I'm doing the Seeking Him study and we're on Chapter Three now about Honesty.
Our memory verse is Proverbs 28:13 (let's see if I can remember it!) He who conceals his transgressions will not prosper, but he who confesses and forsakes them will find compassion.
If we want true revival in our hearts, we must start with a humble acknowledgement that we are sinners and God is holy and good.
One of the most helpful parts of this study is the self-evaluations on each Day 5 lesson of each Chapter. This week's lesson asked such questions as: Do I volunteer for service and good works to glorify God or to impress others?
Do I see my sin as God sees it, or do I tend to think of it in terms of "weaknesses" or "personality quirks"?
Do I often leave others with the impression that I am more spiritually mature and committed than is actually true?
Am I guilty of speaking graciously to others while harboring hatred or bitterness in my heart towards them?
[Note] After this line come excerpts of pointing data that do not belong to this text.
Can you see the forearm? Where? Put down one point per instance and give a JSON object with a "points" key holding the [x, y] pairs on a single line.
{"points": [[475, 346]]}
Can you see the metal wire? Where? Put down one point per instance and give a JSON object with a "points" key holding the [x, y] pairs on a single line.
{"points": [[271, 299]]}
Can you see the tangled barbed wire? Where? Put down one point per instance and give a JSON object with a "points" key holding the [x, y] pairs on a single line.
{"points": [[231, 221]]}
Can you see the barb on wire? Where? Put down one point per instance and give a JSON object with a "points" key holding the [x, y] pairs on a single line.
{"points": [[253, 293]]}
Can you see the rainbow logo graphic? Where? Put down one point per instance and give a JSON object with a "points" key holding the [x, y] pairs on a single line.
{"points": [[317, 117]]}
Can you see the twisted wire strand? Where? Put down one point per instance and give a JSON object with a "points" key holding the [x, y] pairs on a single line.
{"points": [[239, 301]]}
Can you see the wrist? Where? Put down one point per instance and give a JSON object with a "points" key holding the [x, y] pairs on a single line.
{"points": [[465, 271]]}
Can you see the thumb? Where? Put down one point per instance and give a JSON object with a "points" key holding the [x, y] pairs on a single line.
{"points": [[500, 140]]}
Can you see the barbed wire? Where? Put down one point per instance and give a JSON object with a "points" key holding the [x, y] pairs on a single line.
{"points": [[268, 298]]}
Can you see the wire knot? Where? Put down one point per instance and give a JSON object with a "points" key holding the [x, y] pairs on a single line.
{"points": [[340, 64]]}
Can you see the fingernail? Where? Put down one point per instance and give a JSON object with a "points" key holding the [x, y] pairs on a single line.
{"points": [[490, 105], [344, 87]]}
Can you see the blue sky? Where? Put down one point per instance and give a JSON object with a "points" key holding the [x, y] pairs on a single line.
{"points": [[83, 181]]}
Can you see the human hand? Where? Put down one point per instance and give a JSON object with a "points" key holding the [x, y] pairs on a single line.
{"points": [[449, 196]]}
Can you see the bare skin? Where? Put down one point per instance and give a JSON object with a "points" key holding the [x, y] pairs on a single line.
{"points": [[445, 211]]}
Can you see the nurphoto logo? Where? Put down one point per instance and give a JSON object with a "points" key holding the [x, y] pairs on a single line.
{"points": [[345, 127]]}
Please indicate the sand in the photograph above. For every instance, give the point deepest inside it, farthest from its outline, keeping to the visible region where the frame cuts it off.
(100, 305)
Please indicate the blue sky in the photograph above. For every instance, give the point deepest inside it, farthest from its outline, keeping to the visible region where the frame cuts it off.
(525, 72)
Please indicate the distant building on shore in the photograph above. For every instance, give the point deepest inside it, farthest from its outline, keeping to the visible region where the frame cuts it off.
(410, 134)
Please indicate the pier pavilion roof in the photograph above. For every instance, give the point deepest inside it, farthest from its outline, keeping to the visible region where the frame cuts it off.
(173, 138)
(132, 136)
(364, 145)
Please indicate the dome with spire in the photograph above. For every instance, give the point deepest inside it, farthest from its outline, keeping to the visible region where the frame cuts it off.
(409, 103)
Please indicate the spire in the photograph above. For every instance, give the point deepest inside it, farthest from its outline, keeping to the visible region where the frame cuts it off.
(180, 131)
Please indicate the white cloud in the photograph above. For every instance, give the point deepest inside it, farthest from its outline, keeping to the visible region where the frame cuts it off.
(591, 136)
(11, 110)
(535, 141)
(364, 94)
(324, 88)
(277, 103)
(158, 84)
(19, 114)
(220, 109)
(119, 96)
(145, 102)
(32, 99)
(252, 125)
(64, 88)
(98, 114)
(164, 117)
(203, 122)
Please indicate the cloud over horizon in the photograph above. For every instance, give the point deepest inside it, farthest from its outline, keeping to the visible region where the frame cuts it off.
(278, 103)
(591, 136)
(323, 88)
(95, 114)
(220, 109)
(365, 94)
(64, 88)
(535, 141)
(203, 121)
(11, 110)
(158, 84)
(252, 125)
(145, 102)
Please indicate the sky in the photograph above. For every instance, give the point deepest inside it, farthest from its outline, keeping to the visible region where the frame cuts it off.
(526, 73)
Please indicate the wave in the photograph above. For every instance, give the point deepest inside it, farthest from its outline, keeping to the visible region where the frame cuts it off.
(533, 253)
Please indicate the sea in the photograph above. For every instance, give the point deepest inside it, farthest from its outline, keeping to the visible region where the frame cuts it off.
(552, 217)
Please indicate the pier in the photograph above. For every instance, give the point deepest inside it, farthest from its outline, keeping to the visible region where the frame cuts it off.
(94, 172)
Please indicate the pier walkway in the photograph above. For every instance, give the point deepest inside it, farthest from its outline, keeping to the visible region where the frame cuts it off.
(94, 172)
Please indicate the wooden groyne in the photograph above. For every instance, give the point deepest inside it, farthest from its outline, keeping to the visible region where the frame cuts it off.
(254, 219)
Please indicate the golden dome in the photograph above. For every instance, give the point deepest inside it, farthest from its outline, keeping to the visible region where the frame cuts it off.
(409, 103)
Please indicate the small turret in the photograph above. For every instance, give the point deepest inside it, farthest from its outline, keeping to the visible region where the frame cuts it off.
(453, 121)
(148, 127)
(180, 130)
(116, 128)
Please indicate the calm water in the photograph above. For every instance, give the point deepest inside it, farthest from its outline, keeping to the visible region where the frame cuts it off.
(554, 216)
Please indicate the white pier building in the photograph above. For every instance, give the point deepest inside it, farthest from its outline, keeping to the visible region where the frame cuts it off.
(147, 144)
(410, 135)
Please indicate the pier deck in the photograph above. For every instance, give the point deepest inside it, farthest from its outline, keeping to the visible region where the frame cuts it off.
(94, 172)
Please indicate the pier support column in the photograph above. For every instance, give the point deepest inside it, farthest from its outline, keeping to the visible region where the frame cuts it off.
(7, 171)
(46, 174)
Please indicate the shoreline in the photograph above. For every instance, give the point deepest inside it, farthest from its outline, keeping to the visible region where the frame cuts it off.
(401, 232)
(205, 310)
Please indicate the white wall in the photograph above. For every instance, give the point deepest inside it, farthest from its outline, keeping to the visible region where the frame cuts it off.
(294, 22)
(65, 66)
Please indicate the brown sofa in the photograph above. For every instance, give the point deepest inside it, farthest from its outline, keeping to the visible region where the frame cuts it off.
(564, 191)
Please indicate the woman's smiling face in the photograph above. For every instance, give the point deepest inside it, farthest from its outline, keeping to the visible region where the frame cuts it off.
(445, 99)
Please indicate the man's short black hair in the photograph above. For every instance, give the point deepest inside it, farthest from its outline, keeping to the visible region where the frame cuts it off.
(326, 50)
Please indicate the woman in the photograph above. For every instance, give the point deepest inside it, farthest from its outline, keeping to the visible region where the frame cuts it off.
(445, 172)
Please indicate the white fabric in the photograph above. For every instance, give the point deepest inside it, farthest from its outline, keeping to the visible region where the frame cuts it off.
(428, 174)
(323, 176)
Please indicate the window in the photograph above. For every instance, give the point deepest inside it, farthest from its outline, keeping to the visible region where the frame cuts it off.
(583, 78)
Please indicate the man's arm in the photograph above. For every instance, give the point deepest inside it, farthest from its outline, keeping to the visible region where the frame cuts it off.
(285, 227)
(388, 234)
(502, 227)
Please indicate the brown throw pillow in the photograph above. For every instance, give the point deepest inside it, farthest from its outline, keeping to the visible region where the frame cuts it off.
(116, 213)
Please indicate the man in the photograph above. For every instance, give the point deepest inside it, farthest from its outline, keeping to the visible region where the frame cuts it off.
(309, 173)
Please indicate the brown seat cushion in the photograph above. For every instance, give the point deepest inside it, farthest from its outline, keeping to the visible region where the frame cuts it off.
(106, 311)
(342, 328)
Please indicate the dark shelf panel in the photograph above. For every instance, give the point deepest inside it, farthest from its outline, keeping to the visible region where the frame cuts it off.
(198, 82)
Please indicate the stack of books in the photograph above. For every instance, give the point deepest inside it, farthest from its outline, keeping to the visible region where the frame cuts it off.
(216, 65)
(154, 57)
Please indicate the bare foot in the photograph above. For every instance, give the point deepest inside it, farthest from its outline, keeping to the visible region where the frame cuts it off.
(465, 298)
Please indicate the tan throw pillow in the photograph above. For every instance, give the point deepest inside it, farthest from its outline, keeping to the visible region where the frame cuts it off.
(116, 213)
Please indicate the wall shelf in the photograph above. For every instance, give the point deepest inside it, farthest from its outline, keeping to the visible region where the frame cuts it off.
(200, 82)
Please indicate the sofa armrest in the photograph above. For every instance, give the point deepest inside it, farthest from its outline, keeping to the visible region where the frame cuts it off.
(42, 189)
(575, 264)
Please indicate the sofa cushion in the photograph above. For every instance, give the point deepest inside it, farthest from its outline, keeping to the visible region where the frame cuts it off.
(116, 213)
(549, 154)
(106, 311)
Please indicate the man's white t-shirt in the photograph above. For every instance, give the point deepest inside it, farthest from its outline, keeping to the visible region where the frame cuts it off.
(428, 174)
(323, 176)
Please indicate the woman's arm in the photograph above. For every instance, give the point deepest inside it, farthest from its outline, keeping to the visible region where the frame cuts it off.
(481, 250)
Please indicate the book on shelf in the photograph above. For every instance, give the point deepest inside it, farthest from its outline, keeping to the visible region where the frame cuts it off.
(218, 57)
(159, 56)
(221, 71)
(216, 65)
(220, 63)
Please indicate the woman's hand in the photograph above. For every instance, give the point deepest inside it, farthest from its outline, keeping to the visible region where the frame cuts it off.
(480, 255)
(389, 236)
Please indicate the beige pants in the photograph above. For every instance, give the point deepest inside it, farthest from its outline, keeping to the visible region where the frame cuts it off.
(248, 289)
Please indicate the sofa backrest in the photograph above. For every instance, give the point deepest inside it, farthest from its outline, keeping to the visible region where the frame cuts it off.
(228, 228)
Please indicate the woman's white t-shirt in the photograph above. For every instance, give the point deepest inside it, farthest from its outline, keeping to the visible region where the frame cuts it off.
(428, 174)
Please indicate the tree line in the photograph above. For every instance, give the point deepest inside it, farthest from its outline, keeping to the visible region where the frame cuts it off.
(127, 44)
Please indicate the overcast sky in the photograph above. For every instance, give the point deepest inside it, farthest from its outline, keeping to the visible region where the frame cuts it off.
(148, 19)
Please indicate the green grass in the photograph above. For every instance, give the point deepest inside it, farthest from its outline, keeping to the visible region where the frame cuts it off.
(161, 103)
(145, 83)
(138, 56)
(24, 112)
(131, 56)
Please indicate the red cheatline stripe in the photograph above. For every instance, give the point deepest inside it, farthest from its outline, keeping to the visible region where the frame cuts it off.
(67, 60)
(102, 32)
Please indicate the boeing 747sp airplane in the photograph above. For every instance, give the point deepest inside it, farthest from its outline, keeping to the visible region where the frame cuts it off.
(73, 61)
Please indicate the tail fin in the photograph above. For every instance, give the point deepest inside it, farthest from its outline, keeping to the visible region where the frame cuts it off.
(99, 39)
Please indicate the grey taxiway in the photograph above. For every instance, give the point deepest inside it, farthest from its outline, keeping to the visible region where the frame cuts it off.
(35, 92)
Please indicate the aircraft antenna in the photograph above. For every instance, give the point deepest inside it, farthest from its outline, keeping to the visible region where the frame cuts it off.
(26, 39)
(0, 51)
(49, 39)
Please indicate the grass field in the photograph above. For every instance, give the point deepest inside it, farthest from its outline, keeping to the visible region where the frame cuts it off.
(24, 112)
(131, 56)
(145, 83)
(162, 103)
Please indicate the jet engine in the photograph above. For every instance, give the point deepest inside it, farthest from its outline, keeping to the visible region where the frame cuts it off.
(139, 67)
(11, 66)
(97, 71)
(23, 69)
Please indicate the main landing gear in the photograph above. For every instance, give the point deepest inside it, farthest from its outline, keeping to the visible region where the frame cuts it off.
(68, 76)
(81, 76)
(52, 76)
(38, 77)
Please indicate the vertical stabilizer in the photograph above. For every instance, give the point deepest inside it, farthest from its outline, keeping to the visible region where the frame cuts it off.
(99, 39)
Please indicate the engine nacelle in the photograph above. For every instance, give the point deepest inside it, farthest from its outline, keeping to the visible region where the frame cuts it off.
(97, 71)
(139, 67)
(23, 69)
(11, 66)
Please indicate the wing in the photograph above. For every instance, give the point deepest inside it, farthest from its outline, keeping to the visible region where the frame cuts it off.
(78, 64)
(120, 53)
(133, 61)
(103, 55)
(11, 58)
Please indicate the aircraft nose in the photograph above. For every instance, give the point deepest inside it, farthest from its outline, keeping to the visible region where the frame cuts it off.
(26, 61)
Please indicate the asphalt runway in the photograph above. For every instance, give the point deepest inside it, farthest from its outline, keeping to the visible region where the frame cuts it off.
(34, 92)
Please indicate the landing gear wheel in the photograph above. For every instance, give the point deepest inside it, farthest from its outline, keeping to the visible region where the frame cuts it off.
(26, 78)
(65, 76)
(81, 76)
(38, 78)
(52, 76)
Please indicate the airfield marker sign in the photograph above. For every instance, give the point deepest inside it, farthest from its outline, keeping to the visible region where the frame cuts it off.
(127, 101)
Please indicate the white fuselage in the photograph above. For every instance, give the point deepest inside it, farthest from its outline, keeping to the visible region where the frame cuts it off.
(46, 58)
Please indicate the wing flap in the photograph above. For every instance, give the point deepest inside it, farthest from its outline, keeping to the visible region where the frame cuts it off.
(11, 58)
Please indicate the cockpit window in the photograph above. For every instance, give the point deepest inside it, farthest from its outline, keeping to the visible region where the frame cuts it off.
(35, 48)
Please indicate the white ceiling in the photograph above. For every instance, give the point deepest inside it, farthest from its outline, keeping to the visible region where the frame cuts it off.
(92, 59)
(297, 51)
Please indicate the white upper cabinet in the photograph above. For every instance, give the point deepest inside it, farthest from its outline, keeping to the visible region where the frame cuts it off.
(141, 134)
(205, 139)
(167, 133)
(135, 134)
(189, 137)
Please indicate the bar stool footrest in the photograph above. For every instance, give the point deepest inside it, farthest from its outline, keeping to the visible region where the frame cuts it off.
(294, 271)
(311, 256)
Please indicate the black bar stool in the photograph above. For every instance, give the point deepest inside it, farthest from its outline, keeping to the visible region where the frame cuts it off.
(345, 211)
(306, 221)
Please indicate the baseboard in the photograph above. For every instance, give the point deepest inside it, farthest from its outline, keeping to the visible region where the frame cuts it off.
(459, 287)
So as I'm reading through this list, asking the Lord to reveal sin in my life, he is faithful to do so, and he illuminated something for me that was quite shocking:
I slander my firstborn son.
When we struggle, I seem to be the first one to complain to whoever will listen. I do this from a sense of "see how I struggle and how humble I am about it to share it with you." But in reality, I'm just wanting to grumble. It's not helping anyone to hear me whine about how difficult he is, and as he gets older, he's going to wind up hearing me some time or another. It's also going to affect how others relate to him, giving him an unfair disadvantage to already have that "difficult" label.
So my prayer now is that I will take my troubles directly to God, then to my husband, then to a trusted friend who I know will pray for me and not allow me to slander him.